“Well, you're entitled to it,” Plunkett said, uncomfortably. “What about this meeting in town?”
“Bunch of folks goin' to discuss the conference. I say we pull out. I say we walk right out of the dern thing. This country never won a conference yet. A million conferences the last few years and everyone knows what's gonna happen sooner or later. Heh. They're just wastin' time. Hit 'em first, I say.”
“Maybe we will. Maybe they will. Or—maybe, Charlie, a couple of different nations will get what looks like a good idea at the same time.”
Charlie Whiting shoved his foot down and ground the starter. “You don't make sense. If we hit 'em first how can they do the same to us? Hit 'em first—hard enough—and they'll never recover in time to hit us back. That's what I say. But you survivor fellas—” He shook his white head angrily as the car shot away.
“Hey!” he yelled, turning into the road. “Hey, look!”
Plunkett looked over his shoulder. Charlie Whiting was gesturing at him with his left hand, the forefinger pointing out and the thumb up straight.
“Look, Mr. Plunkett,” the old man called. “Boom! Boom! Boom!” He cackled hysterically and writhed over the steering wheel.
Rusty scuttled around the side of the house and after him, yipping frantically in ancient canine tradition.
Plunkett watched the receding car until it swept around the curve two miles away. He stared at the small dog returning proudly.

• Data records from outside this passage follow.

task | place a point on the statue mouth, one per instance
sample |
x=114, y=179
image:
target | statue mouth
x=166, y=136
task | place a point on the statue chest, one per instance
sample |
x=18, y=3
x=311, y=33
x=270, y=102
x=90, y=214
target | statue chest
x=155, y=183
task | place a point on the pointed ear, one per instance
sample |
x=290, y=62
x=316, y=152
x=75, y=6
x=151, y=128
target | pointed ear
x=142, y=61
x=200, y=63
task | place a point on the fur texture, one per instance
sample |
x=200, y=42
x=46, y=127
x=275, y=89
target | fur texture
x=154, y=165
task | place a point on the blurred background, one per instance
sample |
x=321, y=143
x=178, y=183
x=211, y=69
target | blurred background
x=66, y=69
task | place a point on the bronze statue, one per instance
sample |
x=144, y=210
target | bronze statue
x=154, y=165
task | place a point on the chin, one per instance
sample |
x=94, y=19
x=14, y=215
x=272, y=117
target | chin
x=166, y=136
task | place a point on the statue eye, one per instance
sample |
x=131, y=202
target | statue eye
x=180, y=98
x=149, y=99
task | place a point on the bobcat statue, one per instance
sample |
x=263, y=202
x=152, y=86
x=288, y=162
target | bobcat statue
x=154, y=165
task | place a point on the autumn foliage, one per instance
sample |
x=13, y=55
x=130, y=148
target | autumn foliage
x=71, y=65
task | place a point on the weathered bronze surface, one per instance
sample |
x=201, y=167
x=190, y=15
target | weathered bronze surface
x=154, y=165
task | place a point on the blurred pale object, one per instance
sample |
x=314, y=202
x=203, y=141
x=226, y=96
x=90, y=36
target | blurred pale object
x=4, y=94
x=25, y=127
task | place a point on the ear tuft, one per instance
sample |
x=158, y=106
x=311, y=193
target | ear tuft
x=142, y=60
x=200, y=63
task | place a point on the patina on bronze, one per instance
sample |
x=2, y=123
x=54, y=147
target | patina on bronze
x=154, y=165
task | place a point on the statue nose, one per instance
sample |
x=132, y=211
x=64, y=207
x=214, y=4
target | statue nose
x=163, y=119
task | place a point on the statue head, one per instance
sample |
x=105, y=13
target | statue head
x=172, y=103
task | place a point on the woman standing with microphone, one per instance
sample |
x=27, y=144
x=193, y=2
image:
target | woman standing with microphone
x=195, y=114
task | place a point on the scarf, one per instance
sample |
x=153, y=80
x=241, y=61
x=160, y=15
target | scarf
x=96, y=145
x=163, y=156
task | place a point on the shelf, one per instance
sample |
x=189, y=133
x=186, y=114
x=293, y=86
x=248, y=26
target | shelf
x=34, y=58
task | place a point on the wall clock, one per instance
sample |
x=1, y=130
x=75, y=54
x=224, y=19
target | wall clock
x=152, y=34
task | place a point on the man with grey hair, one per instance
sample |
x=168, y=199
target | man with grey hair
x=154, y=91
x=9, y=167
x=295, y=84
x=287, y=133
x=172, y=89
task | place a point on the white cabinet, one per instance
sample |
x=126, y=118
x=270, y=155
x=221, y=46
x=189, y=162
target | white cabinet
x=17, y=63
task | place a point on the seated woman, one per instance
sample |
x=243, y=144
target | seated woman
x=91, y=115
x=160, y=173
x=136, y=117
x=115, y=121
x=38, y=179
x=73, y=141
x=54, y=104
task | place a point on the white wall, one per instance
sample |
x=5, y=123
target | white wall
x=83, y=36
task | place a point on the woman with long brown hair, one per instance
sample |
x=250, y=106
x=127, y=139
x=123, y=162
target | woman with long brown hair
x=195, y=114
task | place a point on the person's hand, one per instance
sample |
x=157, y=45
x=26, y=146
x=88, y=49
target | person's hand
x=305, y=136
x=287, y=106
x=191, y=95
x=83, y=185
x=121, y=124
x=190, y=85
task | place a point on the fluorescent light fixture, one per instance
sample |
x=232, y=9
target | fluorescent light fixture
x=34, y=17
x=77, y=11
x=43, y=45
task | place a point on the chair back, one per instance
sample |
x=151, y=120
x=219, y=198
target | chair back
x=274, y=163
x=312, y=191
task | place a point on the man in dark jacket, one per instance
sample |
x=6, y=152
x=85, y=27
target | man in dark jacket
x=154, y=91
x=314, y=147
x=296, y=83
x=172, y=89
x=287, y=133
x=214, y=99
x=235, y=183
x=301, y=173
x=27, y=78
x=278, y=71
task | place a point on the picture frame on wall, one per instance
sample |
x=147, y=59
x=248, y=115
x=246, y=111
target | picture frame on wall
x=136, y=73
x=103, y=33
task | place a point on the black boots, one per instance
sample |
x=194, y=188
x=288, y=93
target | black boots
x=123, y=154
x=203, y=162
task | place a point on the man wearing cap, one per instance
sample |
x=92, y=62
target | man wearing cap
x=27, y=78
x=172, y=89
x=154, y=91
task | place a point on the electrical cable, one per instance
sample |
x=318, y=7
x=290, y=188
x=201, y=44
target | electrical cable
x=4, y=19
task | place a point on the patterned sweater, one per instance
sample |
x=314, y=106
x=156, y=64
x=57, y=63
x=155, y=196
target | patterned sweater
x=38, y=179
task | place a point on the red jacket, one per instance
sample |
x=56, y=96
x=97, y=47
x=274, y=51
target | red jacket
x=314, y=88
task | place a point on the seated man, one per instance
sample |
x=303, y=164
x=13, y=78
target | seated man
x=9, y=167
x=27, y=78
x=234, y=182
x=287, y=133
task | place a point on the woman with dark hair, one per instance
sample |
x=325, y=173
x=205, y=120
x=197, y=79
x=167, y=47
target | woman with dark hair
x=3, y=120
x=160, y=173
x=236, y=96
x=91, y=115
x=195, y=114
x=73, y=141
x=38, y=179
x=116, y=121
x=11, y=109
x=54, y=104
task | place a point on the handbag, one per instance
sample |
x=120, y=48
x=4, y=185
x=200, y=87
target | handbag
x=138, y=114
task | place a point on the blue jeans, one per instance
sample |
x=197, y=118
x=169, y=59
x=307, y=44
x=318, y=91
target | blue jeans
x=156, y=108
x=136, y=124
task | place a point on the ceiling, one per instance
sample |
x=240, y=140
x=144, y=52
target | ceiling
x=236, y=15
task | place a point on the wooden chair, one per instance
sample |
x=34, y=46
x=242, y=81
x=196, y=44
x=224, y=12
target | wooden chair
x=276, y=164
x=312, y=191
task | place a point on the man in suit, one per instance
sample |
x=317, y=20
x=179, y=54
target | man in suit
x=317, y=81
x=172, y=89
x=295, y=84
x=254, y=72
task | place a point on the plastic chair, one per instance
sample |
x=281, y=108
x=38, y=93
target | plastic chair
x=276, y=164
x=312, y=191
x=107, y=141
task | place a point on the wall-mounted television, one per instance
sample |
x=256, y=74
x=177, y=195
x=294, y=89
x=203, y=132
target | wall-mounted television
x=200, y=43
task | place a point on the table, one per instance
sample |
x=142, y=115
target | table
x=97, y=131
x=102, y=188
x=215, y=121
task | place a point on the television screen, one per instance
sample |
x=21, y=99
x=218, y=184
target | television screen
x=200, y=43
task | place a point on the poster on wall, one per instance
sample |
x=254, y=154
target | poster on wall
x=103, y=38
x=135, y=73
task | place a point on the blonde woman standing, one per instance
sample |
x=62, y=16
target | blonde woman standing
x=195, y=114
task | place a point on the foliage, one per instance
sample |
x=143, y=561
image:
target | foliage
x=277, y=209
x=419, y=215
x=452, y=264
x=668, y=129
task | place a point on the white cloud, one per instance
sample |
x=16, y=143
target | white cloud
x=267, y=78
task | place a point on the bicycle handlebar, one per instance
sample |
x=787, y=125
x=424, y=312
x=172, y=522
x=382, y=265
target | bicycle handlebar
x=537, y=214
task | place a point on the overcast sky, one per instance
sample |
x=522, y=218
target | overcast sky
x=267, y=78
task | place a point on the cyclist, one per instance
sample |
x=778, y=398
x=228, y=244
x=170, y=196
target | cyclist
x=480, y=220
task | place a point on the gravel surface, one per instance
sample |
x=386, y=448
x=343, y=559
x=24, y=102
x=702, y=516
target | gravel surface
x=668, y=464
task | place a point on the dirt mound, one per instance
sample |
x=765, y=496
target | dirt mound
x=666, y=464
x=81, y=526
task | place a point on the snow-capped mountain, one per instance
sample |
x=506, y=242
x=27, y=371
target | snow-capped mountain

Poor Whiting. Poor everybody, for that matter, who had a normal distrust of crackpots.
How could you permit a greedy old codger like Whiting to buy your produce, just so you and your family wouldn't have to risk trips into town?
Well, it was a matter of having decided years ago that the world was too full of people who were convinced that they were faster on the draw than anyone else—and the other fellow was bluffing anyway. People who believed that two small boys could pile up snowballs across the street from each other and go home without having used them, people who discussed the merits of concrete fences as opposed to wire guardrails while their automobiles skidded over the cliff. People who were righteous. People who were apathetic.